So, read a bit, think about it, and apply the knowledge. Milk is only nourishing if you drink it or cook with it. If you milk the cow and then observe it until the flies gather, it won’t be beneficial.
Step 4: Ask Questions; Get Answers
Doing new things makes us think in new ways resulting in questions. Find the best answers you can in skilled, knowledgable teachers. There are dozens of resources for continuing education from auditing college classes, listening to lectures on iTunes, specialized stores, and dedicated blogs and forums. Once you have an answer, use it and move on to the next task.

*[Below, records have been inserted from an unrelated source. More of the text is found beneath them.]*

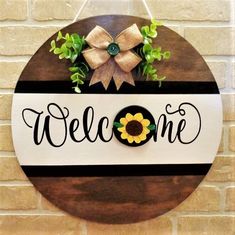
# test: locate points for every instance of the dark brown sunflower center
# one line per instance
(134, 128)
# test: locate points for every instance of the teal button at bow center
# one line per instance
(113, 49)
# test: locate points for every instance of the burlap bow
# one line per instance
(112, 57)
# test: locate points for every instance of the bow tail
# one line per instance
(104, 74)
(120, 76)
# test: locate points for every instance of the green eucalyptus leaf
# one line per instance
(73, 69)
(80, 81)
(59, 36)
(67, 37)
(57, 51)
(61, 56)
(53, 45)
(74, 77)
(166, 55)
(147, 48)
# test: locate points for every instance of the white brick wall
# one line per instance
(209, 25)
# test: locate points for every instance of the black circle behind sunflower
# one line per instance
(135, 122)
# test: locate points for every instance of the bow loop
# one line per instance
(112, 58)
(99, 38)
(127, 60)
(95, 57)
(129, 38)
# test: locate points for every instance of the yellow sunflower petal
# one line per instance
(122, 129)
(130, 139)
(145, 131)
(124, 135)
(123, 121)
(129, 117)
(137, 139)
(142, 136)
(138, 117)
(145, 122)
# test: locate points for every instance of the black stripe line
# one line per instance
(141, 87)
(116, 170)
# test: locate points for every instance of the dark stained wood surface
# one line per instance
(186, 64)
(119, 199)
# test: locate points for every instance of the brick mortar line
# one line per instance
(204, 213)
(174, 223)
(58, 22)
(7, 154)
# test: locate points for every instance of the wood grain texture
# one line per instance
(186, 64)
(119, 200)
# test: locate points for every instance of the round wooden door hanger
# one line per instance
(123, 126)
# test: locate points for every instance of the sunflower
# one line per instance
(134, 128)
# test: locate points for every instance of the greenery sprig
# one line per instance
(70, 48)
(150, 54)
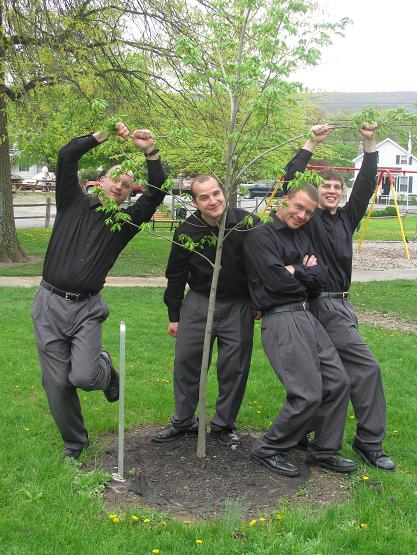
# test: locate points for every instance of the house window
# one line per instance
(401, 159)
(401, 185)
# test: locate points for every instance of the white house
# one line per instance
(22, 170)
(400, 162)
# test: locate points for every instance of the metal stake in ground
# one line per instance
(122, 371)
(118, 483)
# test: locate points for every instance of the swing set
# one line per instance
(381, 172)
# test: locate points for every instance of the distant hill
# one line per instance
(354, 102)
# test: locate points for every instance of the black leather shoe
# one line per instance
(303, 443)
(226, 437)
(278, 463)
(375, 457)
(170, 433)
(112, 391)
(334, 462)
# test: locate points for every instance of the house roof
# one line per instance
(401, 150)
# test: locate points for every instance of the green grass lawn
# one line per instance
(388, 229)
(389, 297)
(147, 255)
(51, 507)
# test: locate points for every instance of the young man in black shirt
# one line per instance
(331, 231)
(233, 320)
(282, 272)
(68, 310)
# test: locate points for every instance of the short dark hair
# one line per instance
(307, 188)
(202, 178)
(106, 171)
(332, 175)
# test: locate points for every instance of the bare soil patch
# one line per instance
(172, 479)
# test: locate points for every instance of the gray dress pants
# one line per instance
(317, 386)
(366, 392)
(233, 328)
(68, 337)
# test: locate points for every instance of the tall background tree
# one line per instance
(43, 43)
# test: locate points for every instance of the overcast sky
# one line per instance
(378, 52)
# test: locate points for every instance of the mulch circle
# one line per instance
(170, 478)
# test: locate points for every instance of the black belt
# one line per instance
(292, 307)
(343, 295)
(68, 295)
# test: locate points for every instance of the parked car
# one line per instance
(16, 181)
(37, 178)
(261, 188)
(136, 189)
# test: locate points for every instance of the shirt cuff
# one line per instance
(174, 314)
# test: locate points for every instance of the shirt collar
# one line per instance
(277, 224)
(94, 202)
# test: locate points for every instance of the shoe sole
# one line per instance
(226, 443)
(262, 462)
(368, 462)
(319, 464)
(175, 438)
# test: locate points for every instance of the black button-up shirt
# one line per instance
(268, 249)
(82, 248)
(331, 235)
(187, 266)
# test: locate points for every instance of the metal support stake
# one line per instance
(122, 372)
(48, 212)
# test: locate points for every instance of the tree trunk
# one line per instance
(10, 249)
(202, 421)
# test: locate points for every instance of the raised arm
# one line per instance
(177, 274)
(145, 206)
(303, 156)
(67, 183)
(365, 183)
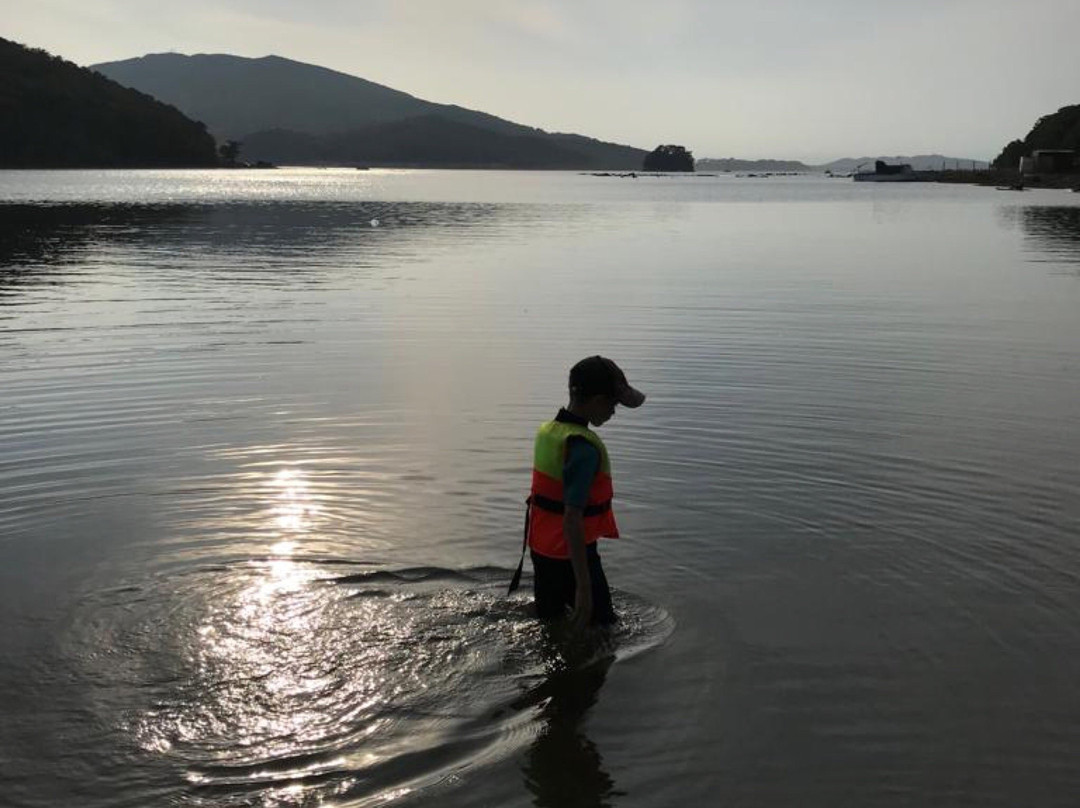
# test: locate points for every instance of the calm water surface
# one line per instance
(265, 438)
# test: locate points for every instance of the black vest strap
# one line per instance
(516, 580)
(555, 507)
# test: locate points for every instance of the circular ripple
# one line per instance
(288, 682)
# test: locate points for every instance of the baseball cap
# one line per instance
(597, 375)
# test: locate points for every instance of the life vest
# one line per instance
(547, 503)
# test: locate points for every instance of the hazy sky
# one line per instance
(801, 79)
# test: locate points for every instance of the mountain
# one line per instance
(54, 113)
(430, 140)
(918, 162)
(1060, 130)
(730, 163)
(288, 108)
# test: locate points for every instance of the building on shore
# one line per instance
(1049, 161)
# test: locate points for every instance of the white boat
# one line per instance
(885, 173)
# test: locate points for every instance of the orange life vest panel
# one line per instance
(547, 502)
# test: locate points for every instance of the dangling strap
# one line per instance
(515, 581)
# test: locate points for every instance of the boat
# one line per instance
(885, 173)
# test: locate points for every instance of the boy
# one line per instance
(570, 500)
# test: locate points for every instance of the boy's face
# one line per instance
(601, 408)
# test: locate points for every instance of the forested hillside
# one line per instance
(54, 113)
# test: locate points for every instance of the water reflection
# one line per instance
(1054, 232)
(206, 237)
(564, 768)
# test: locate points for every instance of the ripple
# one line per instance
(309, 681)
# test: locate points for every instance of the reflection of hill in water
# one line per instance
(274, 243)
(1053, 231)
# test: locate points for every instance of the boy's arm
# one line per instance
(574, 532)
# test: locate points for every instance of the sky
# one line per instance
(810, 80)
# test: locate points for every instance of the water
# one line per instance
(266, 438)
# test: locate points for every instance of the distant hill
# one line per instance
(429, 140)
(918, 162)
(731, 163)
(54, 113)
(283, 109)
(1060, 130)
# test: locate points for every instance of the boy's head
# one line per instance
(596, 386)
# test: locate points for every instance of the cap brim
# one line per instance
(630, 398)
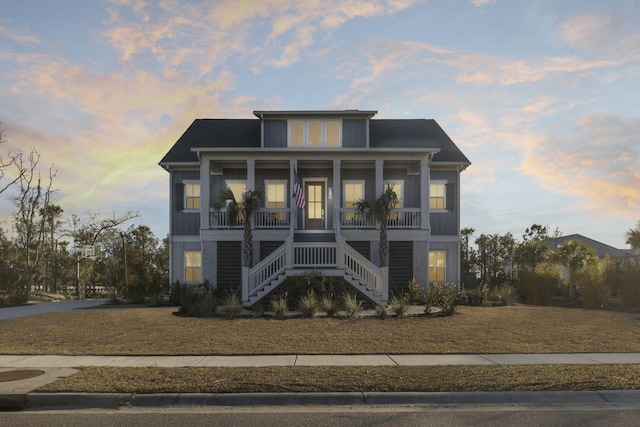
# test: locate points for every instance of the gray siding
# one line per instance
(446, 223)
(275, 133)
(183, 223)
(354, 133)
(411, 198)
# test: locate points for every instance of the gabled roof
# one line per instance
(601, 249)
(213, 133)
(415, 133)
(245, 133)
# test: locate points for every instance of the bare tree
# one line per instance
(33, 198)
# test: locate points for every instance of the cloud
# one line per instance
(596, 158)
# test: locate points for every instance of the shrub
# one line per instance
(352, 305)
(591, 283)
(413, 292)
(399, 306)
(232, 305)
(538, 286)
(629, 287)
(443, 296)
(473, 297)
(280, 306)
(505, 294)
(308, 305)
(329, 305)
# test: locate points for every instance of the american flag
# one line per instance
(298, 194)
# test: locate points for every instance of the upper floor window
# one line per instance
(437, 196)
(192, 266)
(192, 196)
(310, 133)
(353, 191)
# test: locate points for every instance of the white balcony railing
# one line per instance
(262, 218)
(399, 218)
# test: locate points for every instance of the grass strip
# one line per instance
(157, 331)
(349, 379)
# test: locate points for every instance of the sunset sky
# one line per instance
(542, 96)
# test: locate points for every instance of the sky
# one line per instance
(541, 95)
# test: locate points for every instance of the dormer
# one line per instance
(315, 129)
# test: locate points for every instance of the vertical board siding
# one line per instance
(400, 265)
(229, 267)
(446, 223)
(275, 133)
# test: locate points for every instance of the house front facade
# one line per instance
(336, 158)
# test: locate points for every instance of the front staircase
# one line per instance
(329, 258)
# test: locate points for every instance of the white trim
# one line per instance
(282, 182)
(444, 195)
(326, 201)
(187, 182)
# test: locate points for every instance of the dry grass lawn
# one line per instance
(157, 331)
(350, 379)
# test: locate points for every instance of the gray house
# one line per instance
(336, 158)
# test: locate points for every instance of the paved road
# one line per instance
(394, 416)
(48, 307)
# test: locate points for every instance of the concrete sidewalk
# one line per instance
(54, 361)
(18, 394)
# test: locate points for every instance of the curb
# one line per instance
(65, 401)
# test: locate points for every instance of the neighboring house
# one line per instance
(339, 157)
(601, 249)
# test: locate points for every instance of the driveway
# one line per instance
(48, 307)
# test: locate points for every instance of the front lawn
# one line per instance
(157, 331)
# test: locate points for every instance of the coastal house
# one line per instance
(334, 158)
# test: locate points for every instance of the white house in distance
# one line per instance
(338, 157)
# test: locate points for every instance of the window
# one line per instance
(314, 134)
(437, 194)
(275, 196)
(237, 187)
(353, 191)
(437, 266)
(192, 266)
(398, 187)
(192, 196)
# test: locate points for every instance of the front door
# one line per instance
(314, 216)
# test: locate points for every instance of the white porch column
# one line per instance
(251, 174)
(424, 194)
(337, 191)
(379, 177)
(205, 192)
(293, 209)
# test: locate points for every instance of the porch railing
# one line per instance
(399, 218)
(262, 219)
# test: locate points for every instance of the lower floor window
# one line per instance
(437, 266)
(192, 266)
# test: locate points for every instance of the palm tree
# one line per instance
(573, 255)
(383, 205)
(633, 237)
(241, 210)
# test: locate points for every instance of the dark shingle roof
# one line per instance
(243, 133)
(214, 133)
(601, 249)
(415, 133)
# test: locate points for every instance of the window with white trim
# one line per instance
(352, 192)
(314, 133)
(192, 195)
(437, 196)
(437, 266)
(276, 196)
(192, 267)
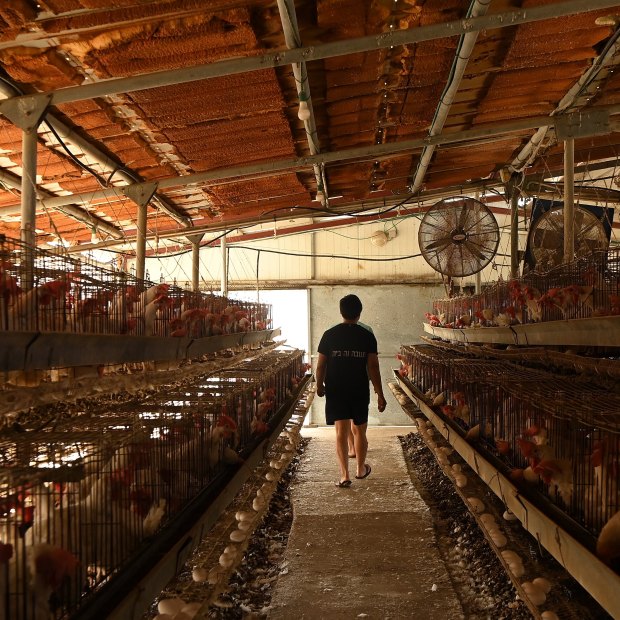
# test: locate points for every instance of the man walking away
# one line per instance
(348, 358)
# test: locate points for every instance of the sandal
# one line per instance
(368, 470)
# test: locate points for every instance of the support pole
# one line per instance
(514, 233)
(141, 241)
(195, 241)
(569, 200)
(28, 204)
(195, 266)
(224, 287)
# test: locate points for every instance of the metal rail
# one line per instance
(130, 593)
(597, 578)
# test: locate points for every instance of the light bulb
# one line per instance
(304, 111)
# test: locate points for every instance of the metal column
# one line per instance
(569, 200)
(141, 242)
(195, 241)
(514, 233)
(224, 287)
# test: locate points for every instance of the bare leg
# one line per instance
(361, 447)
(351, 442)
(343, 428)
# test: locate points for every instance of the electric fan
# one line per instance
(546, 238)
(458, 236)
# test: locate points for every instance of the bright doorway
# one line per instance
(289, 311)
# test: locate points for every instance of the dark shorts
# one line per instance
(346, 410)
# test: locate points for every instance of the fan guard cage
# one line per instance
(547, 237)
(458, 236)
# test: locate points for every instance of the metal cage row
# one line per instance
(556, 435)
(63, 294)
(78, 498)
(588, 287)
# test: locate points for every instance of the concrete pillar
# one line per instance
(28, 204)
(224, 286)
(569, 200)
(141, 241)
(514, 233)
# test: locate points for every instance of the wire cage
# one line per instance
(555, 436)
(588, 287)
(79, 497)
(53, 292)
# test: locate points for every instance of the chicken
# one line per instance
(194, 320)
(49, 567)
(562, 298)
(150, 313)
(463, 321)
(608, 543)
(502, 446)
(35, 309)
(485, 317)
(558, 474)
(149, 295)
(433, 319)
(503, 319)
(461, 410)
(534, 309)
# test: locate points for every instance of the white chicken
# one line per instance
(608, 543)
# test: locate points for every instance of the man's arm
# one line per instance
(375, 378)
(321, 367)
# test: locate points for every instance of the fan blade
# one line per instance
(463, 216)
(474, 250)
(439, 244)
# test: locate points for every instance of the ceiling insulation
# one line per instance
(361, 100)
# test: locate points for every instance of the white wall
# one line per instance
(394, 312)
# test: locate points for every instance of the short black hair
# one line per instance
(350, 307)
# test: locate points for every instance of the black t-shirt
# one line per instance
(346, 347)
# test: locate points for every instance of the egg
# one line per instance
(477, 505)
(237, 536)
(516, 568)
(200, 574)
(461, 480)
(534, 593)
(543, 584)
(191, 609)
(499, 540)
(170, 606)
(215, 575)
(226, 560)
(258, 504)
(509, 555)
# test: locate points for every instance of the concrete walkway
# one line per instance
(364, 552)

Step 5: The Best Way to Learn is to Teach
Once you have learned something new, teach those around you. Share the skills and knowledge you have garnered and reinforce your knowledge by teaching it. Many students struggle with different subjects because they don’t know why they should bother. As you share your newfound skill, remind them of the value of learning things, why what you chose matters to you, and that they should share what they learn too.
Bonus Step: Be Consistent
Keep it up, no matter how difficult it might seem. Don’t get stuck on any step, but press on for the benefit of your entire family. Be sure to make time for your students to share what they learn and value the time investment they have put into their first job, learning.
It is more important to do something everyday than once in a great while. Enjoy what you learn.Struggle through the hard parts. Be thankful for your ability to continue to grow and share that with others.